Our ancestors had a very pragmatic approach to marriage. It served primarily two purposes. One was economic. People married to increase the labour pool through in-laws and children to work their fields and keep the family sustained. Then, they were political; to extend influence and form alliances that granted access to resources like more land, grazing pasture, or water. It is significant that even by 6BC, Joseph didn’t court Mary with flowers to have Jesus. God arranged that marriage. Humans had arranged marriages longer than the modern version where people make their independent choices of partner. It didn’t make strategic sense for your son to marry into a village that didn’t have fertile lands. Because of these strategic considerations, men would form armies to raid other villages for wives (and labour/slaves). The continued practice of arranged marriages and bride kidnap, are residual features of this history.
Marriage was among the first industries to be disrupted by technology. Humans got smarter, improved crop yields, and created primitive medicine that improved longevity. They started developing rudimentary technology – using domestic animals like cows to plough, and a steel hoe instead of a wooden one –leading for less demand for bodies to do work and keep the family fed. Additionally, enlightened ideas that drove civilisation; of rule-governed and peaceful societies where you didn’t need to burn down the next settlement for their food, but instead trade for it, started to emerge.
Love, then, is a product of technology and social innovation. It is natural yes, but, again, it’s only about 3,500 years ago when we started to marry for love. The development of property – and later capitalism – then led us down the last mile of being faithful to husband and wife. Fidelity in marriage was primarily to help solve the problem of which children got the property of the parents. We have been there since. In Africa, as in countries like Uganda, the DNA craze wasn’t born out of a massive wave of male insecurity. It started decades ago when migration – and later visas for children – to the west required proof of biological parentage. These tests then revealed that far more children weren’t the biological offspring of the man married to their mother.
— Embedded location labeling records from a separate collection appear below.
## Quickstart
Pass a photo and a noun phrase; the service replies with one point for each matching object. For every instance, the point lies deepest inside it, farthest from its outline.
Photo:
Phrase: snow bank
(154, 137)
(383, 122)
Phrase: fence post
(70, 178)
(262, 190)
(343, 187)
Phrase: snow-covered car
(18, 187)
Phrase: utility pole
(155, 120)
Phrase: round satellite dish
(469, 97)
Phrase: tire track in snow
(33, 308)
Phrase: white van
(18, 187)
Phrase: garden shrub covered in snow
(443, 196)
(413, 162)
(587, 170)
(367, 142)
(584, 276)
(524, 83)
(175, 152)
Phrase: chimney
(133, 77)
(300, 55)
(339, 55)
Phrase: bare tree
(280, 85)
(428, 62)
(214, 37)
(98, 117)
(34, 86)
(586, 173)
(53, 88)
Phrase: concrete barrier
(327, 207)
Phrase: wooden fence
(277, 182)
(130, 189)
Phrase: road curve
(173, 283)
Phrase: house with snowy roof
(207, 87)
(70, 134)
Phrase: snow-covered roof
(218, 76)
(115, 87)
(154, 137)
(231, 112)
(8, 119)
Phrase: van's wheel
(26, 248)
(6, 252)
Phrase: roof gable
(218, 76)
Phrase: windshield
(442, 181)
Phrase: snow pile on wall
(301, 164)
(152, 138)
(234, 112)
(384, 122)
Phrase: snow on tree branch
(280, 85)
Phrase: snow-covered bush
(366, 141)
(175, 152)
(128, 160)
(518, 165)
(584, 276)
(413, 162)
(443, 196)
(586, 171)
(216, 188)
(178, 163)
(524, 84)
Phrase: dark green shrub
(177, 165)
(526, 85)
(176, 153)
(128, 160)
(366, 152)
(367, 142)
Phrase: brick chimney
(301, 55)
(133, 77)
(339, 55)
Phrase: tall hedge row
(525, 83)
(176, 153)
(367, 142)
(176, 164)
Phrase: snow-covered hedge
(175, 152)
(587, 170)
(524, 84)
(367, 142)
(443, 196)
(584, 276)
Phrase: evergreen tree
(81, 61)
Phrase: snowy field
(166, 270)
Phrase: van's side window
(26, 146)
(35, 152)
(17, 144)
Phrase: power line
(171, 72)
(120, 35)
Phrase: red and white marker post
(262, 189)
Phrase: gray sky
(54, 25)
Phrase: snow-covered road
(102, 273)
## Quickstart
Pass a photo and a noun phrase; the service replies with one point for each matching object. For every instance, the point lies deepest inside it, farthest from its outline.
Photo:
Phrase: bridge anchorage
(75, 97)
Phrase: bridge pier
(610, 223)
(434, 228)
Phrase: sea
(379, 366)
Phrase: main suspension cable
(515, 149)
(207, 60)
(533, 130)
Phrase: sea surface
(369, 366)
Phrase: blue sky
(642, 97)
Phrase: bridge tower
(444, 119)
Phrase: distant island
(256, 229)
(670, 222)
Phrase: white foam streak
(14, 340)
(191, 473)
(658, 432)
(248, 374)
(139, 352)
Soon, hell broke loose.
Some years ago, a report in the wonderful New Scientist explored the question of why husbands and wives tend to dislike their in-laws. It claimed that the parents of the wife usually have a more comfortable relationship with the grandchildren because they know the children are their daughter’s. The parents of the man, can’t be so sure, so there is some suspicion that fuels their resentment of their daughter-in-law, and they are more likely to encourage their son to cheat as a subconscious form of revenge.
However, the article cited studies that had suggested that, despite this, the majority of men have historically known when they are not the biological parents. Going by this, we see that outside of immigration needs, the primary reason they do DNA tests is for domestic politics. They want hard proof (bwino) that can stand the test in court, for example, as a reason to divorce their wives, give them cover to cut some children out of their property, and, in difficult economic times, simply stop feeding many mouths.